“Shade and sun alternate/ through those deep valleys/which hide from the sea, across/paved roads/which go upwards, through fields of roses, wells and broken lands”
Thus the poet Vincenzo Caldarelli described Liguria a century ago: today the picture of the Ponente is not really changed. This is the view that can be enjoyed from the Autostrada dei Fiori in the section which connects Savona to the French border. The 113 km of the motorway cut through the harsh orography of the land, cleaving it with 67 tunnels and forcing the traveller to striking alternations between light and shade. The road satisfies everyone: it is enjoyed by those who love the drive along the uninterrupted series of curves, tunnels and high viaducts, but it will also win over the passenger glued to the window.
Opened in 1971, the A10 begins in Italian land, in Ventimiglia, in front of the majestic cliffs above Roverino. The rest area of Bordighera Sud is well worth the trip, cantilevered as it is over the sea and surrounded by untouched nature: the Mediterranean maquis dominates it and the scents win you over, mimosa, broom, pines and myrtle.
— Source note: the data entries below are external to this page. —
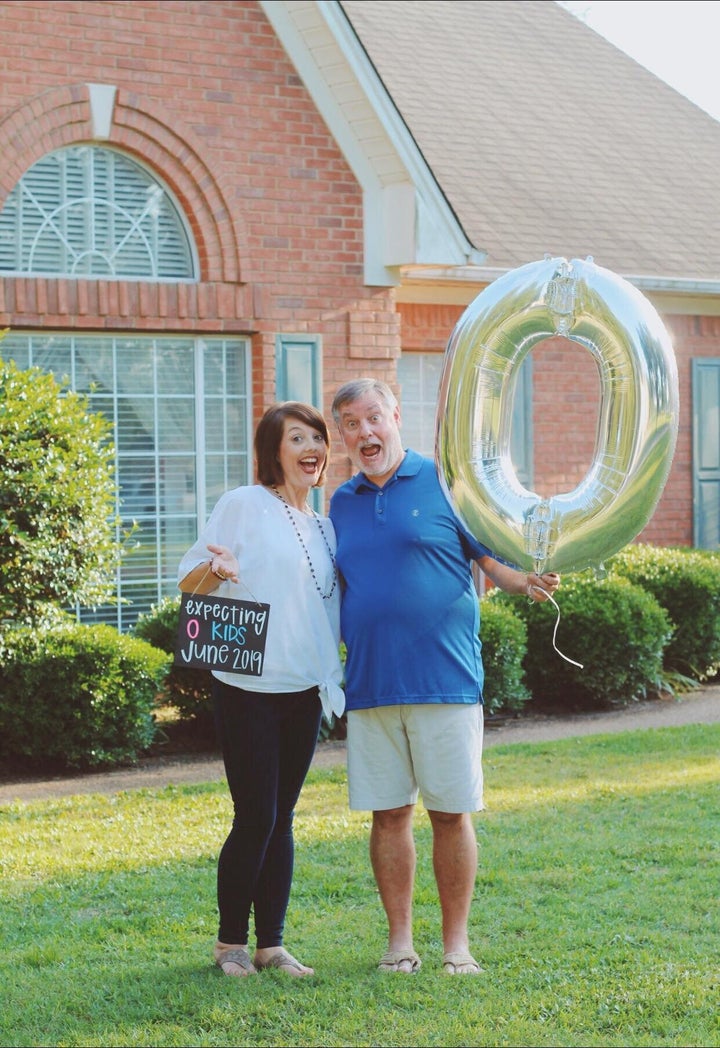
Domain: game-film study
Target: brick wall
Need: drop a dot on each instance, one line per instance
(208, 99)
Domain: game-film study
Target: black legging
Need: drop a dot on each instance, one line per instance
(267, 744)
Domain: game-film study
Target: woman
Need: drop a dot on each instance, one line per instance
(267, 545)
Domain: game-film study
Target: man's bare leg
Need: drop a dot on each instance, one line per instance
(455, 863)
(392, 854)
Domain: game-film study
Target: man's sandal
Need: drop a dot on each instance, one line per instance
(284, 962)
(394, 958)
(460, 963)
(236, 956)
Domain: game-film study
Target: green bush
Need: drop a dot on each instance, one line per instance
(57, 499)
(686, 584)
(187, 689)
(79, 696)
(615, 629)
(504, 643)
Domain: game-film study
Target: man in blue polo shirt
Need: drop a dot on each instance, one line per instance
(413, 684)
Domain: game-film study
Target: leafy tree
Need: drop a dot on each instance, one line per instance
(57, 499)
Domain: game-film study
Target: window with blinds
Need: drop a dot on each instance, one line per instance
(90, 212)
(180, 413)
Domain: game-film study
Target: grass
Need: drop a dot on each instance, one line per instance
(595, 913)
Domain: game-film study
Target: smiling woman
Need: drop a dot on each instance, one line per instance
(266, 543)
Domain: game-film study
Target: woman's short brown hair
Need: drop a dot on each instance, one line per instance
(269, 434)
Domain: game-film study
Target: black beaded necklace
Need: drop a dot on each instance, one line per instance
(288, 510)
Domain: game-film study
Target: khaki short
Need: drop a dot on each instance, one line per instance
(397, 752)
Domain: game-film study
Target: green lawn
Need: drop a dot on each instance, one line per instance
(595, 913)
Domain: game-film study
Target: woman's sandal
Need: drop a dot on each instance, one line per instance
(392, 960)
(455, 960)
(236, 955)
(284, 962)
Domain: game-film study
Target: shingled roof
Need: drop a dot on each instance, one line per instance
(545, 138)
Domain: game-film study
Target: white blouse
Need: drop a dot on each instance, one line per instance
(302, 649)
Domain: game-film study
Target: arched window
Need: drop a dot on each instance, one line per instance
(91, 212)
(179, 404)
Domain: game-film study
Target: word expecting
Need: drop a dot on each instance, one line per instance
(222, 634)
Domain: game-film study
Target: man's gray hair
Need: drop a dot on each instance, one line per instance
(358, 387)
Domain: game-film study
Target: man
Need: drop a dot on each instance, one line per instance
(410, 620)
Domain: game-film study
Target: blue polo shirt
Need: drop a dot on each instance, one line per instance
(410, 613)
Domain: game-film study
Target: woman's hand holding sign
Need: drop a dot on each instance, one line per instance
(223, 565)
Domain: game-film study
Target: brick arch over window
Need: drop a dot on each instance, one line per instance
(61, 116)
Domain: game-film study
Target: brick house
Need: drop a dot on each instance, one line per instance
(211, 205)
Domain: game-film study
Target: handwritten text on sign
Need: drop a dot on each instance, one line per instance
(216, 633)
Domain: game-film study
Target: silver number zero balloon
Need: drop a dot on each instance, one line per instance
(637, 423)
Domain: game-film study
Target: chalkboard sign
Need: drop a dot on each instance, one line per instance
(216, 633)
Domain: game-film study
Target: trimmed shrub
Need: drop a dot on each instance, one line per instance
(187, 689)
(57, 499)
(79, 696)
(686, 584)
(504, 645)
(615, 629)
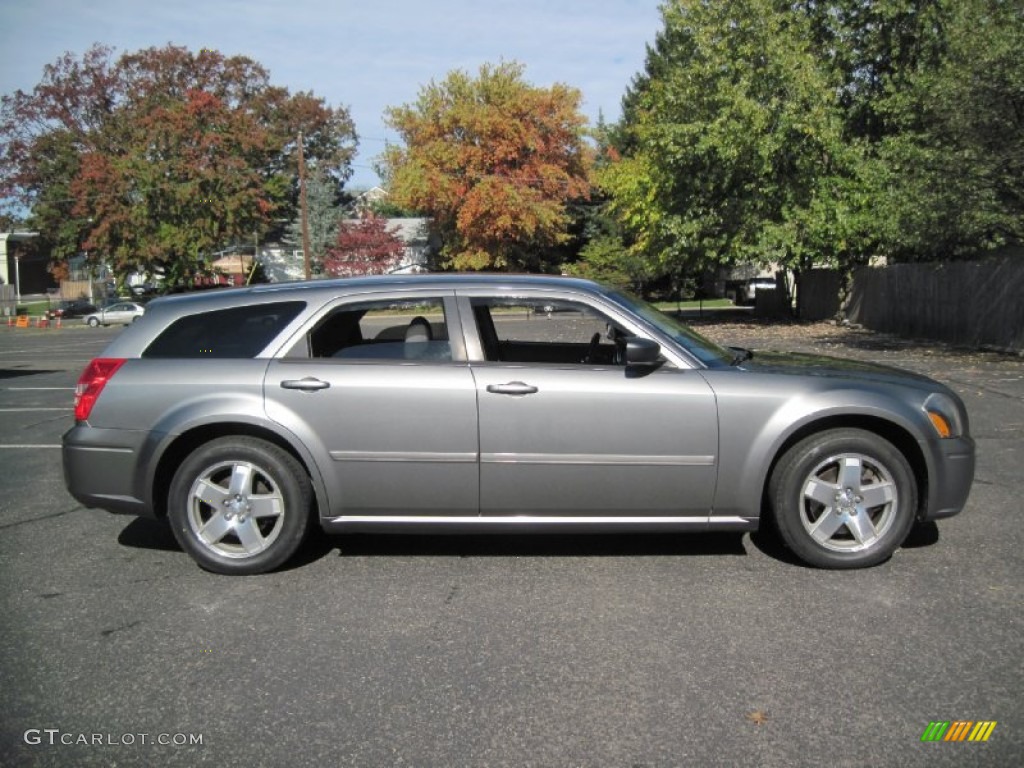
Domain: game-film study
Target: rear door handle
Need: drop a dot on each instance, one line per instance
(308, 384)
(513, 387)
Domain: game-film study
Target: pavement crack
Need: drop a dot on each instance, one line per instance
(108, 633)
(38, 519)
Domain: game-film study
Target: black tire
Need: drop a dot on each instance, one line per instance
(240, 505)
(843, 499)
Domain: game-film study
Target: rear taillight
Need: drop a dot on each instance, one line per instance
(91, 383)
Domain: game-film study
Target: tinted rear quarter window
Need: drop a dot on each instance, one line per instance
(239, 332)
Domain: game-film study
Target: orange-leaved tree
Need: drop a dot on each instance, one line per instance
(494, 161)
(364, 247)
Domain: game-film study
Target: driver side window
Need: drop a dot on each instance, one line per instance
(546, 331)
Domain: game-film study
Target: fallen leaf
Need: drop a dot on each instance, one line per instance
(758, 717)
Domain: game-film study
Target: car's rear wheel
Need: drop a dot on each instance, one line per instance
(844, 499)
(240, 505)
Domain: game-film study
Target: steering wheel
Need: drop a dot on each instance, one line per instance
(595, 345)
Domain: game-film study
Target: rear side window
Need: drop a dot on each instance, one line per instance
(239, 332)
(384, 330)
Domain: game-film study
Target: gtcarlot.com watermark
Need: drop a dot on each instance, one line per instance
(55, 737)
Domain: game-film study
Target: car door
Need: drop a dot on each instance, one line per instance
(385, 400)
(567, 430)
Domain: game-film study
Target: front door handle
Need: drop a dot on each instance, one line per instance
(513, 387)
(308, 384)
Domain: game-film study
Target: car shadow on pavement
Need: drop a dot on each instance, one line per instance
(539, 545)
(143, 532)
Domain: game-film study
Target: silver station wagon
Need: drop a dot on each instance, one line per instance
(491, 402)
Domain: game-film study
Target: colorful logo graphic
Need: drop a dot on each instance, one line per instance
(958, 730)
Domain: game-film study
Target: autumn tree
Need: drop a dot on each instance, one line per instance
(162, 156)
(364, 246)
(495, 162)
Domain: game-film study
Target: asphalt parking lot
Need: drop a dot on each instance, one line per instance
(505, 651)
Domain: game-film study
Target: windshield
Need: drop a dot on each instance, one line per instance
(704, 349)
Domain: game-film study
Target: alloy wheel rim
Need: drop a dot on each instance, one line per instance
(848, 502)
(236, 509)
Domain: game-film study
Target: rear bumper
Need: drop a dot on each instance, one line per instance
(99, 468)
(950, 477)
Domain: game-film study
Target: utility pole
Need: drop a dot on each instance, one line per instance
(302, 211)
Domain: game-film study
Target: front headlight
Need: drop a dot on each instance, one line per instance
(943, 415)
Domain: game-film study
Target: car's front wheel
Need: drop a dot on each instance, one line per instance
(240, 505)
(844, 499)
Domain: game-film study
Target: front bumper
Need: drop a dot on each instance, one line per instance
(950, 476)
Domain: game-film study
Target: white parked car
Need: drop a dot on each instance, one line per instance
(124, 312)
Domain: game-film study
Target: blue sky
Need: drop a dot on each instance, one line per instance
(366, 55)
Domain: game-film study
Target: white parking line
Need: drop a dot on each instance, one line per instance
(28, 389)
(31, 410)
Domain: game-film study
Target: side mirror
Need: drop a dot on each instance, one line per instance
(642, 351)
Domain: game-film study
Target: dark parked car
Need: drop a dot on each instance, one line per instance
(69, 309)
(446, 403)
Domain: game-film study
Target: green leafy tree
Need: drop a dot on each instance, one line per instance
(495, 162)
(161, 157)
(324, 213)
(732, 141)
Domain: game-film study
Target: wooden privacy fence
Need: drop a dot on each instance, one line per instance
(975, 303)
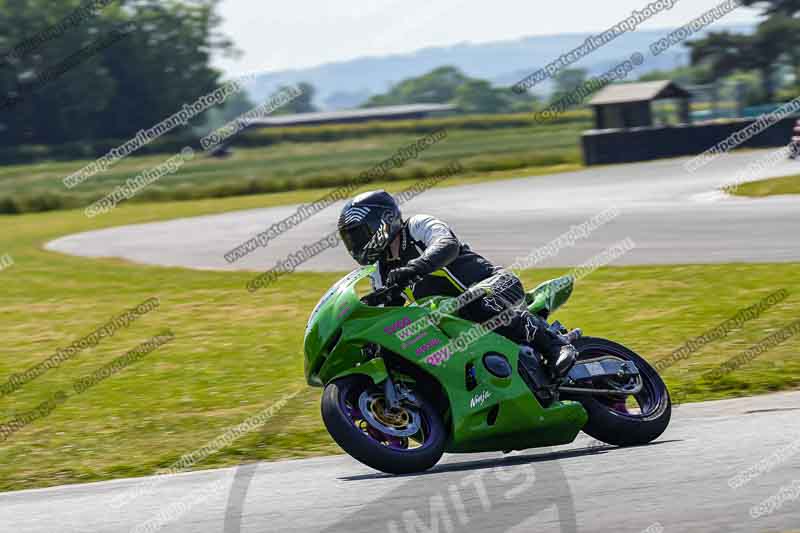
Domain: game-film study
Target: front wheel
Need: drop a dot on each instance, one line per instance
(624, 420)
(408, 439)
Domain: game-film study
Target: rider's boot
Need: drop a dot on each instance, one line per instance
(562, 358)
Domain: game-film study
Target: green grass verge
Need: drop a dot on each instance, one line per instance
(291, 166)
(235, 353)
(769, 187)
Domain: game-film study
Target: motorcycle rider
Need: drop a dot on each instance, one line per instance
(424, 256)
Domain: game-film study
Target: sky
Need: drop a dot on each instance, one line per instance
(283, 35)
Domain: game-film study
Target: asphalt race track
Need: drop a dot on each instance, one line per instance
(680, 483)
(672, 217)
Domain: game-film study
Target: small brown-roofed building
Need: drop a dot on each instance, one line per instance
(629, 105)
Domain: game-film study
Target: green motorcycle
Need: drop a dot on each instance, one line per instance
(403, 385)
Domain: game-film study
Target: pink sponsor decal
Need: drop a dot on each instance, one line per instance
(437, 358)
(428, 346)
(400, 324)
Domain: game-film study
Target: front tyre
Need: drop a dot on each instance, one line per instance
(396, 441)
(621, 420)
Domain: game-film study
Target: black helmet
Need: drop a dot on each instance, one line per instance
(368, 223)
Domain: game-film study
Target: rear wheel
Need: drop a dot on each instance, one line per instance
(623, 420)
(408, 439)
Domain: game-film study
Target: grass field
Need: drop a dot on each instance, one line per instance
(291, 166)
(236, 353)
(770, 187)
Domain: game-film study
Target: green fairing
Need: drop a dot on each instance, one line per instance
(341, 325)
(550, 295)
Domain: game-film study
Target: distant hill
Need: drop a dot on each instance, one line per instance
(347, 84)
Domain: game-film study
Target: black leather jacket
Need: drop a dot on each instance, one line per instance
(449, 267)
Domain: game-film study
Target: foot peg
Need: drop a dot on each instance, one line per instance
(565, 361)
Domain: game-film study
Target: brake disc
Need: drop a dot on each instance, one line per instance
(401, 422)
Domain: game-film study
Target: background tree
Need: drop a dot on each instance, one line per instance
(112, 93)
(438, 86)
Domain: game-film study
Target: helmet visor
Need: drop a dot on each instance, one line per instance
(363, 241)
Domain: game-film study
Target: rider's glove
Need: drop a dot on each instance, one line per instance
(401, 276)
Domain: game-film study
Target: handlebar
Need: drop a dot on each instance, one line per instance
(382, 296)
(385, 294)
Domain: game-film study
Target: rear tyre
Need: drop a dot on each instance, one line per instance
(403, 441)
(614, 420)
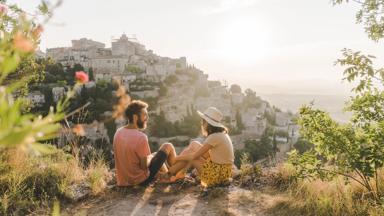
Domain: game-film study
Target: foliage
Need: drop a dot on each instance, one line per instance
(370, 15)
(251, 100)
(354, 150)
(257, 149)
(17, 44)
(302, 145)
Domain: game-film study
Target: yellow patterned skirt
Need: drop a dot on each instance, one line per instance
(214, 174)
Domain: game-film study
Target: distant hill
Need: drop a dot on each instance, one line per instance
(333, 104)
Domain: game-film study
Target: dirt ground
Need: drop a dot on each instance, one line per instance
(179, 199)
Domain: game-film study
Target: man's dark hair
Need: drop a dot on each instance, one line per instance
(210, 129)
(134, 108)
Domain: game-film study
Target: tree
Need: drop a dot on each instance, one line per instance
(354, 150)
(370, 15)
(91, 75)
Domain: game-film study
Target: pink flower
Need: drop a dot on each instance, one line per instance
(3, 9)
(81, 77)
(37, 32)
(79, 130)
(21, 43)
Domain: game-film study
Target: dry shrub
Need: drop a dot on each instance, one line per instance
(98, 175)
(335, 197)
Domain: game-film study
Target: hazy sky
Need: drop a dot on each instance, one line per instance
(272, 46)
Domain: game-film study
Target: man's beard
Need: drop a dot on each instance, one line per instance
(141, 124)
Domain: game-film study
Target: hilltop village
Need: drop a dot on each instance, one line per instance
(173, 88)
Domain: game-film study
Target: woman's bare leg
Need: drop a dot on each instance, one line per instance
(180, 165)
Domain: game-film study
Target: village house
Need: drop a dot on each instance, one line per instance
(58, 93)
(36, 98)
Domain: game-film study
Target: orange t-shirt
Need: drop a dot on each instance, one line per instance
(129, 146)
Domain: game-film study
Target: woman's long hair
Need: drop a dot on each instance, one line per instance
(210, 129)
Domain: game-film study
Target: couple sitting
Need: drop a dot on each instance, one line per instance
(135, 165)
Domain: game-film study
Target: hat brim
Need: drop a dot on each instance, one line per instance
(209, 120)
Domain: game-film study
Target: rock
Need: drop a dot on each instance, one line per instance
(78, 192)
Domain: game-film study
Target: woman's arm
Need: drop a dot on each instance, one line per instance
(199, 153)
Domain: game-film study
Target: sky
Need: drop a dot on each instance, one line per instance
(273, 47)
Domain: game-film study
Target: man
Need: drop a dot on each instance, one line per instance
(133, 161)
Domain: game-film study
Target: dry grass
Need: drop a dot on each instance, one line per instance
(28, 182)
(323, 197)
(98, 176)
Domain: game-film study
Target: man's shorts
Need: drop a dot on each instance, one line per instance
(154, 166)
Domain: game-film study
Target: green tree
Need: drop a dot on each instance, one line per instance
(354, 150)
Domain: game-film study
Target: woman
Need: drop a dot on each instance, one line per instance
(214, 158)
As you move on, the hills are increasingly covered by farmed terraces, created by man. Here and there you can spot water tanks and greenhouses for floriculture. Writers such as Nico Orengo and Francesco Biamonti fell in love with this part of Liguria and exquisitely described its ambience.
Once past the extensive urban area of Sanremo, a very large curve shows us the ancient town centre of Taggia with its crammed houses close to each other and the medieval city wall. Behind us the Argentina Valley opens up reaching Mount Faudo and its tops often covered in snow. A few minutes of road and the view changes again, leading us to skirt the intense green and undulating path of the Castellaro golf field.
Parasio, the old part of Imperia, with the Logge of Santa Chiara and the imposing Duomo, dominate the landscape while the motorway crosses the main city of the province. A few more minutes and we reach the Andora exit: here, when the Romanesque church of Santi Giacomo e Filippo and the remains of the 13th century castle of Andora are lit up, they are well worth a night excursion.